Hudson's Giovanelli To Perform At Carnegie Hall
December 4, 1998
By Mary Sandelands
UW-RF News Bureau
At the young age of 19, Sara Giovanelli of Hudson will soon realize a dream that many musicians will pursue-but never reach: She will be performing at Carnegie Hall.
A sophomore music education major at UW-River Falls, Giovanelli has been selected to play the French horn with the National Youth Orchestra in New York City in January.
"I will just play the best that I can," she says of the honor.
The invitational is coordinated by Midamerica Productions in New York, and marks the first time Giovanelli participated in a national competition.
Giovanelli submitted an audition tape with letters of recommendation from UW-RF horn Professor Robert Brownlow and from University Orchestra conductor Professor Kristin Tjornehoj.
"I was surprised. I didn't think that I was going to win," says Giovanelli.
Giovanelli is shy when speaking of her talent; but she is excited by the opportunity this will represent for her musical growth. "I want to come back more musically oriented and more challenged."
Some 90 students from around the nation were chose from 350 auditions.

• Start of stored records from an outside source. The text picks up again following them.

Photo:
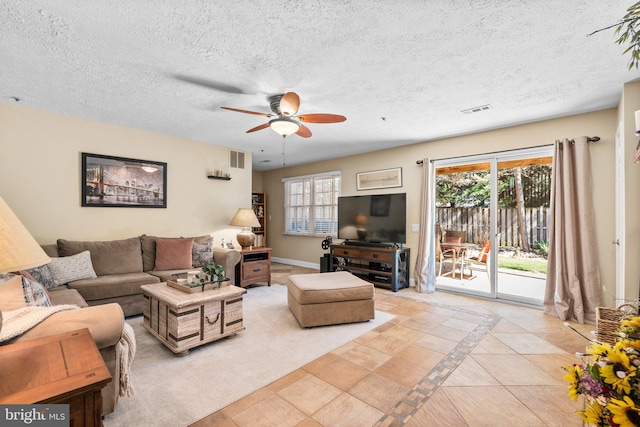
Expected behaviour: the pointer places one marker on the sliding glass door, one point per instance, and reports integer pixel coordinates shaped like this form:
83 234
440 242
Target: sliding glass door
492 219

In New York the students will audition with the Manhattan Philharmonic for specific performance assignments and work under the direction of Lucas Foss.
They will rehearse for four days, with the concert at 8 p.m. on Jan. 18.
The concert includes all four movements of Tchaikovsky's Symphony No. 6., also known as Symphonie Pathetique.
Giovanelli has played the horn for nine years, with a list of accomplishments that includes receiving 14 first place scores at the Wisconsin high school Solo/Ensemble Competitions. She also has performed with the All State Band at Stevens Point, the Indian Head Honors Band at Eau Claire, and her Medford Area High School pep band and marching band.
At UW-RF, Giovanelli performs with the Symphonic Wind Ensemble and the University Orchestra, and she is a member of the musical arts committee.
UW-RF's Brownlow says his student brings a natural talent to her playing. Brownlow says he is impressed by Giovanelli's continuous practicing and her efforts at seeking new musical challenges.
"Teachers always like to take credit for a student like her, but unfortunately we can't," says Brownlow.
"We are very, very proud of Sara," adds conductor Tjornehoj.
Music is no stranger to the Giovanelli household. Both her mother and father come from musically inclined families and her two younger sisters also play instruments.
At Medford Area Senior High, Giovanelli studied with high school band director Henry Clark.
"I think that if I had not loved band as much as I did under Mr. Clark, I would not be in this major," says Giovanelli.
While at Medford she was named to The Top 25 Program, which recognizes band members for their involvement with different ensembles.
Giovanelli plans to use her education and experiences to become an assistant band director at either a high school or a middle school. Eventually she hopes to go on to graduate school.